The Oasis Plan focused primarily on solving the water shortage issue in the region through providing new fresh water by desalination of water taken from the sea. This would be done in two ways: 1. Building the Red Sea-Dead Sea and Mediterranean-Dead Sea canals to bring water to the low Dead Sea basin, using the difference in elevation to generate power to be used for desalination plants; 2. More importantly, building new nuclear power complexes (Nuplexes) along the canals and on the shores of the Mediterranean and the Red Sea to produce much larger quantities of electricity, both for desalination and to power an industrialization process in Israel, Palestinian territories, Jordan, Syria, Lebanon, and Egypt.

The Nuplexes proposed were to consist of a series of four German Jülich-type pebble bed high temperature reactors. The “new rivers” thus generated would help green the deserts in the region and foster agro-industrial development to all surrounding countries. LaRouche said in a speech in 1994: “One cannot meet the indices of water consumption for a modern population, for both the Palestinian and Israeli populations, under present conditions. There is a conflict over water because the Israelis have, frankly, been using their conquests to take water from everybody. It’s one of the conflicts with Syria on the Golan Heights issue. It involves, in Lebanon, the Litani River, and things of that sort.”

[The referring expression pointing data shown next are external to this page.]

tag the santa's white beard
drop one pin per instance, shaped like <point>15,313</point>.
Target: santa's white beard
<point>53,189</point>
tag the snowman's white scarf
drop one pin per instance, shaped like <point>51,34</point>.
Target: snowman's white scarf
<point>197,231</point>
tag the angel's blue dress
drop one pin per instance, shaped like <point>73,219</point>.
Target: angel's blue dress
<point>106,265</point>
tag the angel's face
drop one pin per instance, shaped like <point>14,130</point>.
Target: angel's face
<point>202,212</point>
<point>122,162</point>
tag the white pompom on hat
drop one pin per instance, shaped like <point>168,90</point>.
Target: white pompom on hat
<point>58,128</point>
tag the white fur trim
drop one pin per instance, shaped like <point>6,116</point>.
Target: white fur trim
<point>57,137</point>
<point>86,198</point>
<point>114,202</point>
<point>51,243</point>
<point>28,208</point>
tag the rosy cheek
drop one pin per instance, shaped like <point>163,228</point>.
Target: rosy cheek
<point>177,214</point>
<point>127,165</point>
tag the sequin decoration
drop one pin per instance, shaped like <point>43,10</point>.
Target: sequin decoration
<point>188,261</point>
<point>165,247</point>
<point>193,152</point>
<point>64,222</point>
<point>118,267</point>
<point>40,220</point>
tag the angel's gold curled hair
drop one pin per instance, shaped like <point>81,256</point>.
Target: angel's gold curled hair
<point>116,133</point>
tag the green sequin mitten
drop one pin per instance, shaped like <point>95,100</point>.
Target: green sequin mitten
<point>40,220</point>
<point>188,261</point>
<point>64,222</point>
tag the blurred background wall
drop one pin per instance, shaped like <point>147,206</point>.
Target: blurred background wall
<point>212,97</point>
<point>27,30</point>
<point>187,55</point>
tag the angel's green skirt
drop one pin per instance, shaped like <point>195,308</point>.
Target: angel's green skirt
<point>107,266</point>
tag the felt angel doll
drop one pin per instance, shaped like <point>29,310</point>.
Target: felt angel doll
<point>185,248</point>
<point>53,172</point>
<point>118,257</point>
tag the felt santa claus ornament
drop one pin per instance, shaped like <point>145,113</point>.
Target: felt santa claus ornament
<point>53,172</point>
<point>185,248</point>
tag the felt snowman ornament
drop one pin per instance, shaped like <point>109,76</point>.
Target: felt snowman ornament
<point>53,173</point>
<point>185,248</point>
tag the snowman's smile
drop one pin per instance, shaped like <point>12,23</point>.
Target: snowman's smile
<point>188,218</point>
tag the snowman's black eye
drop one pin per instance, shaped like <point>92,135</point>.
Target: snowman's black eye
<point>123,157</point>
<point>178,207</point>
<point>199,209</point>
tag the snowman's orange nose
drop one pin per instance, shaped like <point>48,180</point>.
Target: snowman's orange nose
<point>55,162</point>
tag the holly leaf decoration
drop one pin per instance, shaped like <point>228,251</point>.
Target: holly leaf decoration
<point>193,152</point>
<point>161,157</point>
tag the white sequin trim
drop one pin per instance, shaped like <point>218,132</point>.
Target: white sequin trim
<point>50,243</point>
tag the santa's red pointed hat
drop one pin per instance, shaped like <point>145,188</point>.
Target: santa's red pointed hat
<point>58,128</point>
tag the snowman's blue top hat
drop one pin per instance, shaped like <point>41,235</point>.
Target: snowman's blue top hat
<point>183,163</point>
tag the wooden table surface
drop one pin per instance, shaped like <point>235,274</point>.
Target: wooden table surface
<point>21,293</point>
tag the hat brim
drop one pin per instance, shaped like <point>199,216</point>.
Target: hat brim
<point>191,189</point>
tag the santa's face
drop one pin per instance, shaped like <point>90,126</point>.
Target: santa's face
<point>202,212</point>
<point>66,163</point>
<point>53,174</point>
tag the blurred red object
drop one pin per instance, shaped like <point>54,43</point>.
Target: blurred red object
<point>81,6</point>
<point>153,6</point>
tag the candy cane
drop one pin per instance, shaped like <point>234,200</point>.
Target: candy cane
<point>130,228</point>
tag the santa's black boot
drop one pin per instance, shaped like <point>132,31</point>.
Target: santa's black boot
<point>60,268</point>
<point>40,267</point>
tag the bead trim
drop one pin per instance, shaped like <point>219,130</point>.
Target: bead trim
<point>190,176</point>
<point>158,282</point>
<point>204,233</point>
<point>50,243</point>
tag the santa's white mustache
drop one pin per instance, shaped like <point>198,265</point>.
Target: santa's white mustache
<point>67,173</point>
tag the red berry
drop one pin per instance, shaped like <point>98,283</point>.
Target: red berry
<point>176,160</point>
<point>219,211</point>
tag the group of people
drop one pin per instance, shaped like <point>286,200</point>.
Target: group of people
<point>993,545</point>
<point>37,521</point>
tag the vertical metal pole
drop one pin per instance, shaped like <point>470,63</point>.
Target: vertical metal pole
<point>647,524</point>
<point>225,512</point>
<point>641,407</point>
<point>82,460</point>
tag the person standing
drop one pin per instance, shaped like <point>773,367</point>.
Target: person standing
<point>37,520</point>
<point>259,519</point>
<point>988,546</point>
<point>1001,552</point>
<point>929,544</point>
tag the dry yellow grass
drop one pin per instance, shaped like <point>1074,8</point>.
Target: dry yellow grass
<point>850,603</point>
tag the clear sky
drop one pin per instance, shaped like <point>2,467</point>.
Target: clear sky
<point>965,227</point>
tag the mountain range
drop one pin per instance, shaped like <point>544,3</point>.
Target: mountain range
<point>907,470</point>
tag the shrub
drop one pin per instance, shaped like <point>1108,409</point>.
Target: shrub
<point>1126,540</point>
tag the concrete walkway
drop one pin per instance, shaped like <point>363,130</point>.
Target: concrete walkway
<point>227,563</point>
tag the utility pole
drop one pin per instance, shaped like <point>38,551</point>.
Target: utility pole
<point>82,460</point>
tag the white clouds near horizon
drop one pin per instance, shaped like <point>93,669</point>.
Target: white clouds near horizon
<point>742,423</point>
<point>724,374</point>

The Oasis Plan also involved transportation infrastructure to establish physical connectivity among all regional nations, starting with the Palestinian territories, with a highway between the West Bank and Gaza Strip as well as regional highways and rail networks. An expansion of the Suez Canal was proposed with industrial zones on both sides – which has been accomplished by Egypt in recent years.

LaRouche had argued since 1975 that Southwest Asia, at the crossroads of civilizations, has a unique position as an industrial and logistics hub, being geographically located between the Indian Ocean and the Mediterranean and between Europe, Asia, and Africa. The use of oil and gas as a feed stock for industrial production, such as petrochemical industries to produce plastics, paints, and many useful materials, rather than exporting it as raw material, was to transform this region economically. This has since become a key feature of the 2013 China-proposed Belt and Road Initiative. Scientific, technological, and cultural cooperation and exchanges were another key element in the transformative process the Oasis Plan represented.

Using this region today as a land-bridge between continents, with the major powers like the U.S., China, Russia, and the EU contributing to its development, will not only stabilize the area, but also lead to better relations among the superpowers.